Питер покраснел и засмеялся. Не то, чтобы он увидел в этой эскападе что-то большее, нежели проявление столь милой ему в теории республиканской простоты и свободы поведения, просто он подумал, что его новая жизнь заставляет уважать иные обычаи. Кроме того, он вновь порадовался в душе, что жена его не слышит объяснений Фолинсби и что дамы вежливо отклонили его приглашение.

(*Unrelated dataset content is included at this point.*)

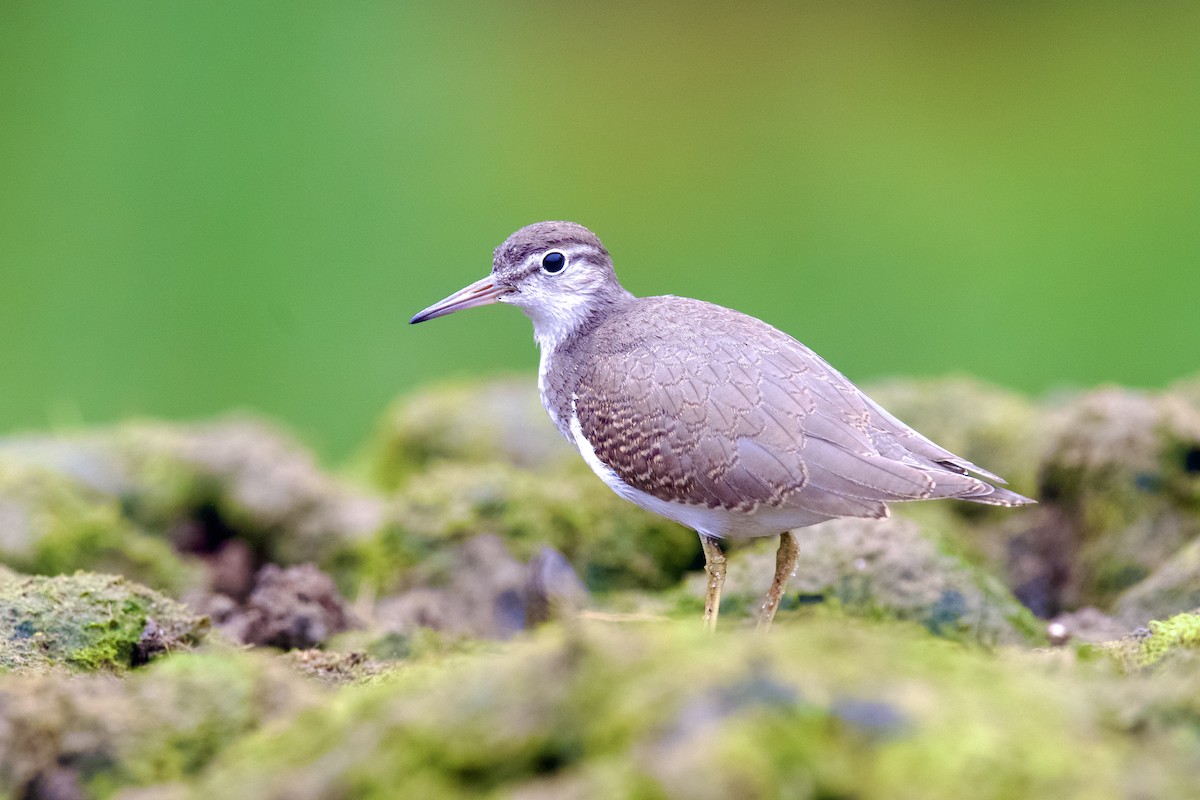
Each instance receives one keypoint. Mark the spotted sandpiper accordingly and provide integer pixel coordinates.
(705, 415)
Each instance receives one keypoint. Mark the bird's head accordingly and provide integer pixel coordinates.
(557, 272)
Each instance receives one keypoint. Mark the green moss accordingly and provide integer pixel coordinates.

И все же он расстался с ними с сожалением. Когда к дверям подъехало элегантное ландо и они уселись спокойные, уверенные в себе под перекрестным огнем соглядатаев-соседей — олицетворение разряженной, самодовольной, беззаботной юности, — он, воротясь в дом, почувствовал себя дряхлым стариком, и даже привычная обстановка принадлежала, казалось, к другому веку на другой планете. Питер медленно поднялся в маленькую комнатку, где хранились его сокровища. Он еще раз поглядел на них, прочитал глубокую грусть в лице Линкольна и благоговейно снял с гвоздя синюю блузу. Неужели это лицо безобразно, а блуза — обноски?

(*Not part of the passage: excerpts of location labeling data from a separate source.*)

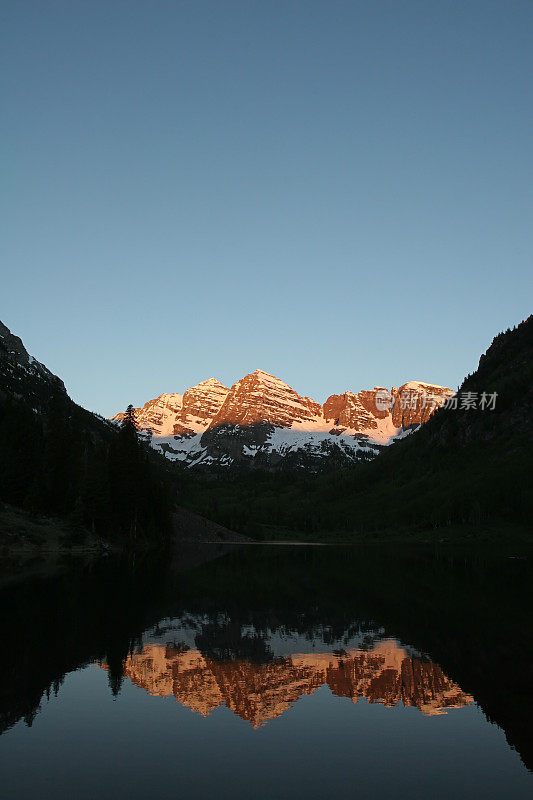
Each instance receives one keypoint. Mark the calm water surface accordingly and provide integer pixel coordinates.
(265, 672)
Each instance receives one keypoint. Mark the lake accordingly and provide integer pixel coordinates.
(270, 672)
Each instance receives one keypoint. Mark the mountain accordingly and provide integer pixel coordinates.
(263, 422)
(23, 376)
(469, 466)
(260, 692)
(59, 460)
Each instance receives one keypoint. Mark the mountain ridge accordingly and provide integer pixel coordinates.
(261, 421)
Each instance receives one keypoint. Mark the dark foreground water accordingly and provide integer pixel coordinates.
(270, 672)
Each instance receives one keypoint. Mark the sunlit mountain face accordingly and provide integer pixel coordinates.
(260, 691)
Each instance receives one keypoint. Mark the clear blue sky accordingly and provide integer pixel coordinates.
(339, 193)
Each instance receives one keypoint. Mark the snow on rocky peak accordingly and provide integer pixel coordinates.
(262, 421)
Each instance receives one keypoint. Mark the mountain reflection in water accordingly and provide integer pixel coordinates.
(259, 693)
(444, 634)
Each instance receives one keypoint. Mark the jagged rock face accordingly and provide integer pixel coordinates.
(259, 692)
(158, 415)
(359, 412)
(260, 397)
(415, 402)
(21, 375)
(262, 422)
(201, 403)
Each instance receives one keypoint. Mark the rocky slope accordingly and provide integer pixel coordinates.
(23, 376)
(263, 422)
(260, 692)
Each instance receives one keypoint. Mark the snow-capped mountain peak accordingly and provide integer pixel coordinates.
(262, 421)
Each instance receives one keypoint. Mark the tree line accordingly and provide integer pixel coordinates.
(100, 479)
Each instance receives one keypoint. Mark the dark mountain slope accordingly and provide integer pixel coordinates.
(57, 459)
(464, 467)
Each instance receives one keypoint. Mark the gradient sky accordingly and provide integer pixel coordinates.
(339, 193)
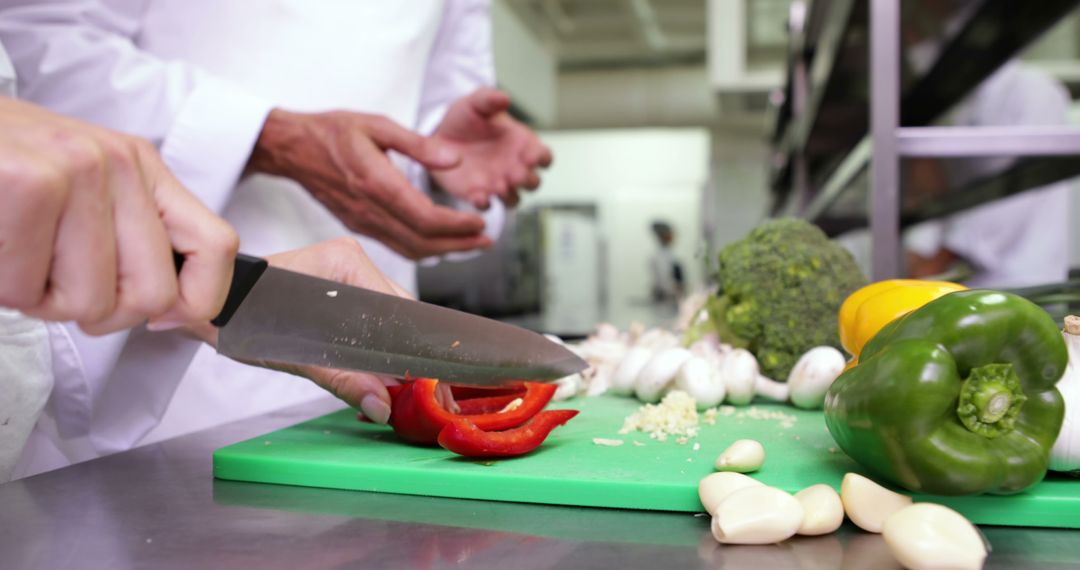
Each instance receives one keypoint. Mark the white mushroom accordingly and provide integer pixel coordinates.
(823, 510)
(756, 515)
(659, 372)
(701, 379)
(599, 381)
(812, 375)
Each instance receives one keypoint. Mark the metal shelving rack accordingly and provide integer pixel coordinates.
(849, 116)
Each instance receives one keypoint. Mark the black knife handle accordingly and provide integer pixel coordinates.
(246, 270)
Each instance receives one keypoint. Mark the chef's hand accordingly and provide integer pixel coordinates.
(341, 159)
(345, 261)
(89, 219)
(499, 155)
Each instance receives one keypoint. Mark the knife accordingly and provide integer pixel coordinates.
(272, 314)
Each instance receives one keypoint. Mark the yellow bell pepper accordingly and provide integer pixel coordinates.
(869, 309)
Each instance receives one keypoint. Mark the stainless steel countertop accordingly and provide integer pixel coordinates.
(159, 506)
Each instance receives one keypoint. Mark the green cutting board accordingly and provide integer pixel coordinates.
(337, 451)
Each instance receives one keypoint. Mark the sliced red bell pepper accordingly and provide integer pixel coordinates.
(469, 392)
(466, 438)
(486, 405)
(417, 416)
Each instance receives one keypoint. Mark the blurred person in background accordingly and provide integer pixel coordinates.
(88, 234)
(299, 122)
(1016, 241)
(664, 268)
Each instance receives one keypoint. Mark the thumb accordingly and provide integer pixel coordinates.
(426, 150)
(488, 102)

Долго сидел он, глубоко задумавшись, расстроенный и ошеломленный. И наконец нашел разгадку. Он приложил палец к носу, и в глазах сверкнула хитринка.
— Вот оно что! — торжествующе сказал он себе. — В самую точку! Граждане республики не дорожат воспоминаниями. А нам только это и остается.
Однако он не сообщил супруге всех подробностей этого визита. Но однажды, вернувшись от дальней родственницы в Киссингене, она спросила, почему он не сказал ей, что у них побывала миссис Джонсон. Вся кровь хлынула в лицо виноватому Питеру, и он с трудом пробормотал какие-то невнятные оправдания. Однако, к его несказанному удивлению и радости, фрау Шредер, вовсе не заметившая его смущения, принялась пространно рассказывать, как она познакомилась с миссис Джонсон в Киссингене, и особенно долго восторгалась изящными манерами мистера Джонсона.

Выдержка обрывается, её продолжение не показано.